Alors le Club Do', je suis sans doute trop jeune d'un an ou deux pour connaître, j'ai juste des souvenirs de Dragon Ball à la télé, puis en manga vers 6 ans. Mais entre les jeux vidéo, les dessins animés et quelques mangas, j'ai vraiment été bercé par ce monde-là. Ma vraie révélation a été l'émission La Kaz sur Canal +. Ils diffusaient des séries passionnantes comme Monster ou Fullmetal Alchemist, impossible de manquer un épisode... C'est après cela que j'ai commencé à me faire une collection, en voulant découvrir Naruto dans son format originel.
 
2. Concernant Nostroblog, comme est venue l'idée ? Peux-tu nous faire un petit topo sur le blog pour ceux qui ne connaitraient pas le "vaisseau" ?
 
Après avoir tenté l'aventure de chroniqueur sur Manga News, j'ai voulu retrouver un peu de liberté en revenant sur mon blog. Mais tenir un rythme de publication soutenu à moi seul me semblait compliqué... Alors j'ai demandé à des amis blogueurs s'ils voulaient créer une plate-forme avec moi, et Nostroblog est né. Voilà, donc pour ceux qui ne savent pas, il s'agit d'un blog communautaire au sein duquel chacun aborde ce qu'il aime comme il le veut. Par exemple Bobo est vraiment passionnant quand il s'agit de parler d'influences : il a consacré trois parties sur Yu-Gi-Oh, une sur les inspirations japonaises, une sur les égyptiennes et une sur les américaines, il a aussi évoqué les symboles bouddhiques dans L'ère des Cristaux. J'adore lire des choses de ce genre, je trouve ça passionnant que chacun apporte sa personnalité au blog.
 

 

 
3. Les sujets et articles écrit sur Nostroblog sont assez éclectiques, comment faites-vous vos choix ? A tour de rôle un coup manga, un coup comics, un coup autre chose ? En fonction de l'actu ? Ou c'est l'anarchie chaque chroniqueurs fait ce qu'il veut (avec ses cheveux !) ?
 
Ah, c'est l'anarchie pure et dure, chacun est libre. On suit juste un planning pour essayer de sortir les articles le mercredi et le dimanche, mais c'est tout. À la limite on se relit et je retouche un peu la mise en forme parfois, pour garder une cohérence mais ça ne va pas plus loin. Quand je fais un article dans lequel je mets en parallèle Lorsque nous vivions ensemble et Solanin, c'est juste parce que ce sont mes mangas préférés. Peu importe s'ils sont sortis il y a 10 ans, j'en parle parce que je les aime de tout mon cœur.

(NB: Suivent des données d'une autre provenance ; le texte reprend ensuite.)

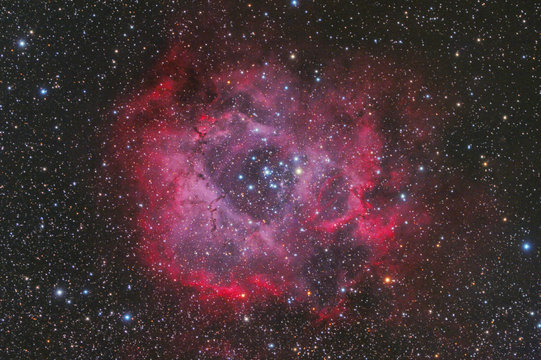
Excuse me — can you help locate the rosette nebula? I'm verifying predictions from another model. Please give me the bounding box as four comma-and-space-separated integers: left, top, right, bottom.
114, 46, 437, 313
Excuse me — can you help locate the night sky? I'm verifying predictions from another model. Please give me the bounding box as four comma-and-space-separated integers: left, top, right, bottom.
0, 0, 541, 359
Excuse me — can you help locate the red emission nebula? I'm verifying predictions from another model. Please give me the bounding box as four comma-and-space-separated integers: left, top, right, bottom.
111, 41, 439, 317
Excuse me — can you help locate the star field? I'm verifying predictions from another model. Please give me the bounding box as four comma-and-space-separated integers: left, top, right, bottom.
0, 0, 541, 359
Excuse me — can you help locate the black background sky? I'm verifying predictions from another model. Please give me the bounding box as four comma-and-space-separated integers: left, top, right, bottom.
0, 0, 541, 359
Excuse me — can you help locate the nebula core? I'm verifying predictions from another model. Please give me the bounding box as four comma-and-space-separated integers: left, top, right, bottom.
114, 42, 438, 315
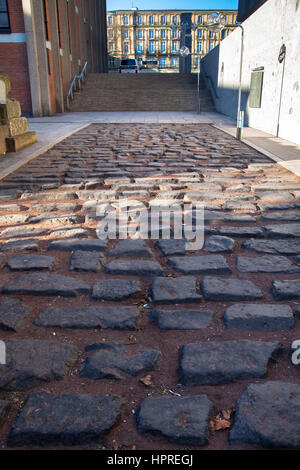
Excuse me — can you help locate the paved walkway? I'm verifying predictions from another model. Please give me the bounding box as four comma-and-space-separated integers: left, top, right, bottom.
0, 122, 300, 450
0, 112, 300, 179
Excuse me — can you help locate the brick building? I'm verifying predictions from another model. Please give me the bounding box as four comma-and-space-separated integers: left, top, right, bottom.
107, 7, 237, 71
0, 0, 107, 116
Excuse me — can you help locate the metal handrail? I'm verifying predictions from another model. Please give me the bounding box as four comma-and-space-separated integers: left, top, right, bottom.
67, 62, 88, 110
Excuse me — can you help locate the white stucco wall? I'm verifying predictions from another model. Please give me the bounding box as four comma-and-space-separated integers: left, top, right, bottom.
203, 0, 300, 144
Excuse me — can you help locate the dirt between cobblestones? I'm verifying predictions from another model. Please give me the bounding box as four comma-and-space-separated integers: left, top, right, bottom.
0, 125, 300, 450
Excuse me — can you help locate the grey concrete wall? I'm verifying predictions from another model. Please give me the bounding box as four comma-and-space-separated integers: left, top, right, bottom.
202, 0, 300, 144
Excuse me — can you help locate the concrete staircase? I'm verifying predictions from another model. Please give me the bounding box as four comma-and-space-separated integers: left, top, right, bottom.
70, 73, 215, 112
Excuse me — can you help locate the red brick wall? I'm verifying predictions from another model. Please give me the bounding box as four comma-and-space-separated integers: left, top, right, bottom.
0, 0, 32, 114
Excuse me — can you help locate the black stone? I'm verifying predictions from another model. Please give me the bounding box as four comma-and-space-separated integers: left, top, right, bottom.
78, 342, 161, 380
33, 305, 140, 330
92, 279, 142, 300
272, 279, 300, 300
2, 272, 90, 297
105, 260, 162, 277
179, 340, 282, 386
7, 254, 55, 271
224, 304, 295, 331
151, 309, 213, 330
7, 393, 123, 446
242, 240, 300, 255
48, 238, 107, 251
236, 255, 300, 273
136, 395, 213, 446
107, 239, 152, 258
0, 339, 77, 391
0, 297, 30, 331
169, 255, 231, 274
230, 381, 300, 448
150, 276, 201, 304
200, 276, 263, 302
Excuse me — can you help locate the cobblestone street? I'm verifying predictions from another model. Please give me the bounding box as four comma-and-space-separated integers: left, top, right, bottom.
0, 124, 300, 450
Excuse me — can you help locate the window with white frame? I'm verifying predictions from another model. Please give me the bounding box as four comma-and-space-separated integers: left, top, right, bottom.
172, 41, 178, 54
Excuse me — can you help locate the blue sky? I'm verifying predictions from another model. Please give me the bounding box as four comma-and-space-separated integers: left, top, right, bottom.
106, 0, 238, 11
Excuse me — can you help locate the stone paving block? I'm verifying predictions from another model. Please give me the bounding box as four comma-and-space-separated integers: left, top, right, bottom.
150, 276, 201, 304
169, 255, 231, 274
105, 260, 162, 277
92, 279, 142, 300
78, 342, 161, 380
69, 250, 103, 272
151, 309, 213, 330
136, 395, 213, 446
242, 239, 300, 255
0, 297, 31, 331
48, 238, 107, 251
6, 254, 55, 271
155, 239, 186, 256
2, 272, 90, 297
33, 305, 140, 330
224, 304, 295, 331
21, 191, 77, 201
49, 226, 89, 238
236, 255, 300, 273
0, 400, 10, 429
203, 235, 235, 253
0, 339, 77, 391
219, 225, 264, 238
8, 392, 124, 446
1, 238, 39, 251
200, 276, 263, 302
0, 214, 29, 224
229, 381, 300, 449
107, 239, 152, 258
264, 224, 300, 238
179, 340, 282, 386
1, 226, 48, 238
271, 279, 300, 300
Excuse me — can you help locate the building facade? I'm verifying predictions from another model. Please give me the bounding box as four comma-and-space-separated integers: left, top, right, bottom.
107, 8, 237, 71
0, 0, 107, 116
201, 0, 300, 144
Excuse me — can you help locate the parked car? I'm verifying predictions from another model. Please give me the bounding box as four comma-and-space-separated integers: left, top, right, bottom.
119, 59, 139, 73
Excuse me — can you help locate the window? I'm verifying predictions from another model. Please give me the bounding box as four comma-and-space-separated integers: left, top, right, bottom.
138, 41, 143, 54
249, 67, 264, 108
149, 41, 154, 54
197, 41, 202, 52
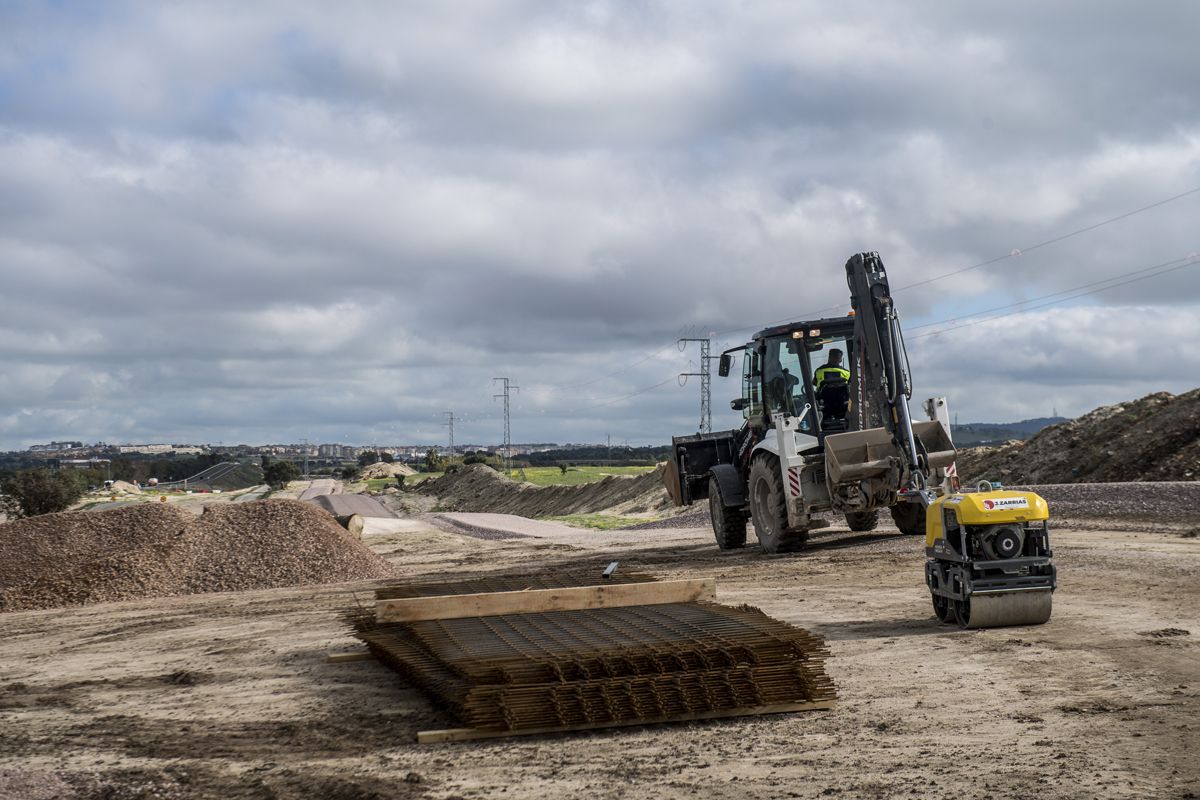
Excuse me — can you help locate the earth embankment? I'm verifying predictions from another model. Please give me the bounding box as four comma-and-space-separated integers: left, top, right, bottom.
959, 389, 1200, 485
416, 464, 672, 517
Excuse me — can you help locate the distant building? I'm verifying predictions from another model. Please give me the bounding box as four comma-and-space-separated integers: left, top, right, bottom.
59, 458, 112, 469
116, 445, 204, 456
29, 441, 83, 452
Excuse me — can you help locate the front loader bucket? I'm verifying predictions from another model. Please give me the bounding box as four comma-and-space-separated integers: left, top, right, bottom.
826, 420, 955, 486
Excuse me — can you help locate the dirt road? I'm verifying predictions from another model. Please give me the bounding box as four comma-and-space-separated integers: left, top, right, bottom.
0, 515, 1200, 800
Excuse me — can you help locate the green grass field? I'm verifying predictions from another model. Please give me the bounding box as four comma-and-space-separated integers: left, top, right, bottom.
512, 467, 654, 486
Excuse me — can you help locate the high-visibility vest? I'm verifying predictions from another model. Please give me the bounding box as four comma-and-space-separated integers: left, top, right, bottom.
816, 363, 850, 389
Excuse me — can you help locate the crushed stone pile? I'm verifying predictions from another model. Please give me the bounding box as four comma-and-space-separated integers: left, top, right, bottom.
958, 389, 1200, 485
0, 500, 392, 612
359, 461, 416, 480
418, 464, 673, 517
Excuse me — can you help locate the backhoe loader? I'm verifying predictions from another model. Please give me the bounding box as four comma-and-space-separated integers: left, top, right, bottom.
664, 253, 1055, 627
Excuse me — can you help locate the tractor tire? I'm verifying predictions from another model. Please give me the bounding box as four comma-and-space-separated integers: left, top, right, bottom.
750, 456, 809, 554
846, 511, 880, 533
708, 477, 746, 551
892, 503, 925, 536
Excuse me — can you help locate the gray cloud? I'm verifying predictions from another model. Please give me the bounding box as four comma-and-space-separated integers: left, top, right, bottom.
0, 2, 1200, 447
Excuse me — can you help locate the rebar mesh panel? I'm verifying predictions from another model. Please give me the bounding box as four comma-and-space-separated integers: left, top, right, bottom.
346, 573, 835, 730
376, 571, 654, 600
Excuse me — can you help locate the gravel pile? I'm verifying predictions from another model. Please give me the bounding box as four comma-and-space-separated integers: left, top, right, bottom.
0, 500, 392, 612
1004, 481, 1200, 524
959, 389, 1200, 486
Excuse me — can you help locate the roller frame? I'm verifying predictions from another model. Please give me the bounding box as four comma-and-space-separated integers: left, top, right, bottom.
925, 525, 1057, 628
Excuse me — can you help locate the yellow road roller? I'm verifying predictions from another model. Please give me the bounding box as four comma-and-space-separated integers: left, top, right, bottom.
925, 481, 1057, 628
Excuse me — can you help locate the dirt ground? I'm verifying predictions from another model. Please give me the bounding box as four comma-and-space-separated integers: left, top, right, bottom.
0, 515, 1200, 800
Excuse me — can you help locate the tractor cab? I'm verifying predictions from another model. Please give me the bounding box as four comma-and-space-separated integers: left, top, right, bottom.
721, 317, 860, 440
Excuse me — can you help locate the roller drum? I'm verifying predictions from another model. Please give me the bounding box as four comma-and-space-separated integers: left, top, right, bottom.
955, 589, 1052, 628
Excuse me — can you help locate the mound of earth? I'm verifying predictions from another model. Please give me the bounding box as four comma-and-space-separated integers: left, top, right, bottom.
418, 464, 672, 517
0, 500, 391, 610
359, 461, 416, 480
958, 389, 1200, 485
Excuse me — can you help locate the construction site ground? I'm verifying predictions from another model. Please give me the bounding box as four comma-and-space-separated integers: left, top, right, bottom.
0, 501, 1200, 800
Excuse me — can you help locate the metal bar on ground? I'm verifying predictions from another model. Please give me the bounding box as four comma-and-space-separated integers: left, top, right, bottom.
416, 700, 838, 745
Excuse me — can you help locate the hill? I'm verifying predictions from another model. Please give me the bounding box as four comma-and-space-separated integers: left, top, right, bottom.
959, 389, 1200, 485
950, 416, 1069, 447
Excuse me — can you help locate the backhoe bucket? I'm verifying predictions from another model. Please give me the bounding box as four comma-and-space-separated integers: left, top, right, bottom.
826, 420, 955, 488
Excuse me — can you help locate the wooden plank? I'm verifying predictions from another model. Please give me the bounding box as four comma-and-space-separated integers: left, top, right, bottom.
326, 646, 374, 664
416, 700, 838, 745
376, 578, 716, 622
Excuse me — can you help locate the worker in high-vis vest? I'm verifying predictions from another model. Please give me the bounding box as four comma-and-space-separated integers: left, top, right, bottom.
812, 348, 850, 392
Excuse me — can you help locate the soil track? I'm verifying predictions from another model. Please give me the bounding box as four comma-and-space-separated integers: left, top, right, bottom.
0, 501, 1200, 799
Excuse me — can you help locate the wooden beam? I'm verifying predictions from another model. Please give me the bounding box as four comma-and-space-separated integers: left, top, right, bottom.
376, 578, 716, 622
326, 646, 374, 664
416, 700, 838, 745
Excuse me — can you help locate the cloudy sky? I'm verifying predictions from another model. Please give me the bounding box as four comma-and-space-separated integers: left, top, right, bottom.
0, 0, 1200, 449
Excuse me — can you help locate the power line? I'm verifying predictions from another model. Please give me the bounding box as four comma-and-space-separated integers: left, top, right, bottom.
907, 255, 1200, 339
908, 255, 1195, 331
677, 338, 713, 433
892, 186, 1200, 294
492, 378, 521, 475
718, 186, 1200, 336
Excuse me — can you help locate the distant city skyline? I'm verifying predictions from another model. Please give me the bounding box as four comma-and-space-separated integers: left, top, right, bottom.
0, 0, 1200, 450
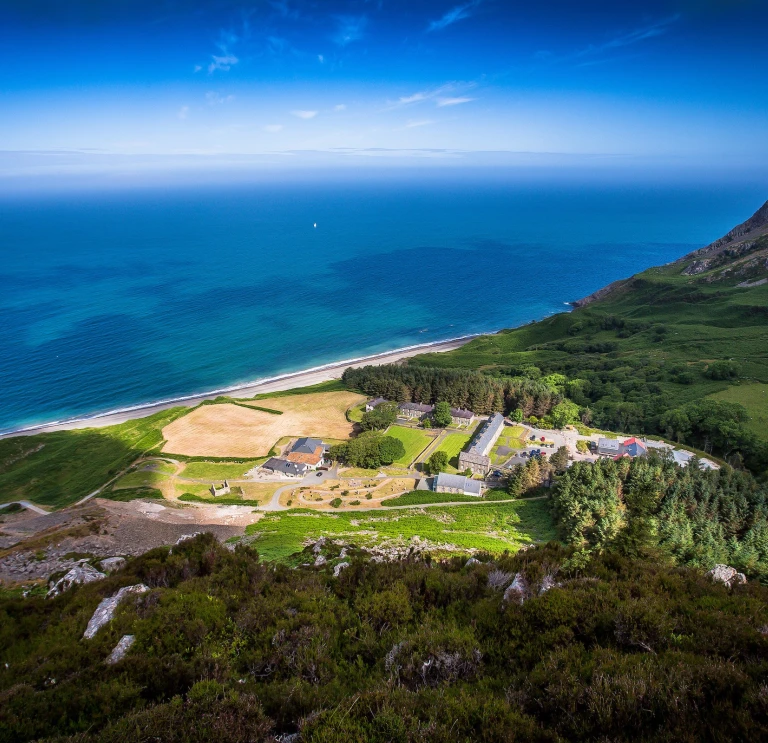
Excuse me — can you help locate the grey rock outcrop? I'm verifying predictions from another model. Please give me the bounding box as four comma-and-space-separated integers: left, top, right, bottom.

Mais parfois on parle aussi de nouveautés, de choses qu'on vient de lire et qu'on a envie de faire découvrir. L'important, c'est vraiment de se faire plaisir. Si je ne devais rédiger que des articles qui prennent 3 mois de préparation minutieuse et 2 semaines d'écriture intensive, je tomberai vite à bout de force. Par exemple mon article sur Orange, je l'ai écrit en deux ou trois jours. Je m'installe devant une feuille, et je laisse les mots guider ma plume. Il est imparfait, j'ai même oublié de mentionner des choses auxquelles je tenais, mais il est vrai, plein de sentiments très personnels.
 
4. A titre un peu plus perso, peux-tu nous dire ce que tu penses de la production manga actuelle en France ? Trop commerciale ? Assez diversifiée ?
 
La production actuelle... Elle est à la fois très variée et très frustrante... On a plein de pépites qui sortent tous les mois, alors je ne vais pas m'en plaindre mais il manque vraiment un truc. Le Lézard Noir se tourne vers des productions plus grand public, IMHO ne sort plus rien, Cornélius laisse le manga de côté et ne publie que les mêmes auteurs (Mizuki et Tatsumi), Picquier se contente d'adaptations de romans... Même les collections Sakka de Casterman ou Made in de Kana périclitent. Il n'y a plus de place pour le manga d'auteur ou le manga alternatif, ou si peu. Même quand on se tourne vers le vintage avec Black Box ou Isan, c'est pour publier des titres populaires d'auteurs tels que Leiji Matsumoto ou Go Nagai. Alors c'est super que ça existe hein, mais moi je veux du Seiichi Hayashi ou du Yoshiharu Tsuge. On manque cruellement de grandes autrices aussi, de Moto Hagio à Kyoko Okazaki. Il faudrait vraiment que les éditeurs et les institutions (comme le Festival d'Angoulême) les mettent en avant. Voilà, je suis satisfait mais il manque un truc. J'aimerais voir émerger un ou deux éditeurs indépendants avec de vraies idées.
 

 

 
5. Parlons un peu du "cru" 2018, que pense tu de ce début d'année ? Qu'est-ce que tu recommande à nos lecteurs jusqu'ici ? Qu'est-ce que tu nous conseil de fuir ?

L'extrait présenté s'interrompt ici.